Sometimes a couple will look at a family tree and notice a pattern, something like for four generations mom was the strong rock who held the family together in tough times. That’s an important kind of thing for the prospective bride to know if it is true about the guy’s family. It tells her something about what may be expected from her in her new role, even if the groom swears he would never expect her to shoulder more than her share of the load. What we expect from the people around us has a lot to do with our experience, especially our early experience. And though such expectations play a huge role in our interactions with others, we often don’t name them or ask where we formed them unless we find ourselves having trouble in a relationship. That is why I ask couples to spend some time looking at the messages that guide them before they get married.


It is the same with Jesus. I hear from people all the time who see Jesus as disciplinarian or judge. I know people who were guided by parents who wanted them to excel in life, people who hear Jesus pushing them, admonishing them to do more. Who Jesus is in relationship with each of us will be colored by our experience of others. Jesus is seen and spoken of by the Church as authority figure, teacher, exposer of hidden truths, God, victim. Any of those roles might connect in good or troubled ways with our upbringing. One way of preparing in Advent might be to ask ourselves about our expectations of Jesus--who he is or might be in our lives--and then ask how we came by those expectations and whether they still apply. New beginnings deserve a fresh look with as much wisdom and insight into ourselves as possible.
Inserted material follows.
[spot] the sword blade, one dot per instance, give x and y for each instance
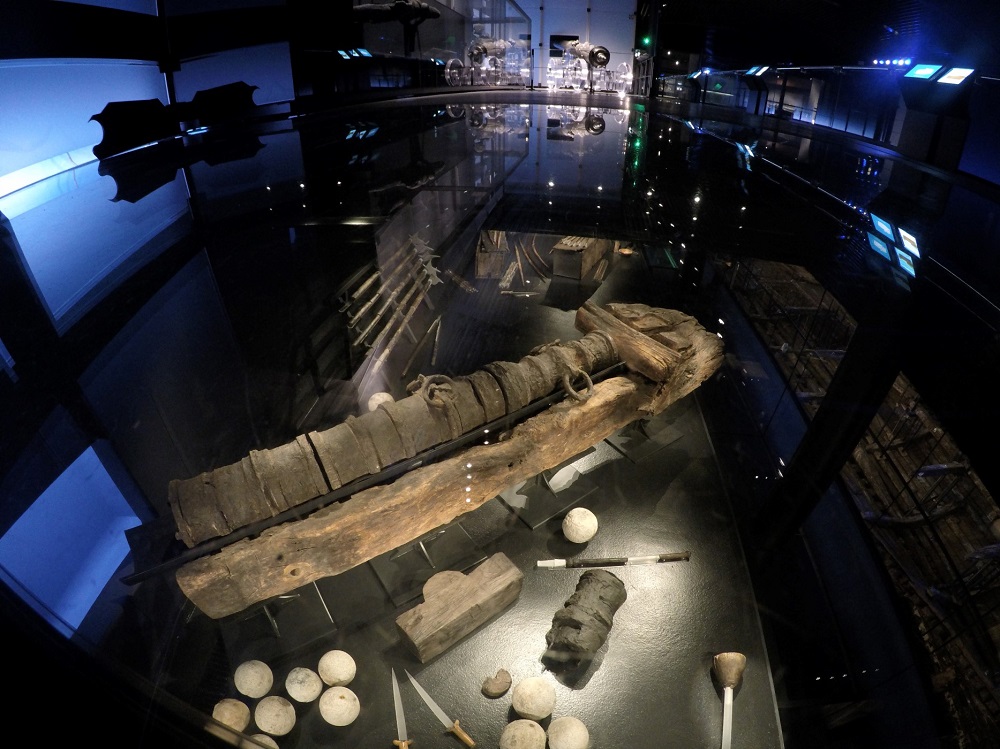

I really only have a couple of wedding sermons. By the time we get to the big day there isn’t a whole lot left for me to say to the couple. One thing I do say and I say it to you on this third Sunday in Advent, is that you are about to become a part of a new creation. What is being put together here is something that has never been seen in the world before. You may think a lot of people have forged a new relationship with Jesus, but no other has been exactly what yours will be. The two of you will call new gifts from each other, and you will each become more in relationship with this other one than you could ever have been on your own.


Jesus is coming. God is jumping into the messy business of being human in order to be related to us in a new way. What do you bring to that new relationship? What have you learned? How have your expectations been shaped. Can Jesus be a friend and companion? Teacher and guide? Trusted? Loved? As I read the stories, that seems to be what is being invited in the advent and birth of Emanuel, God with us.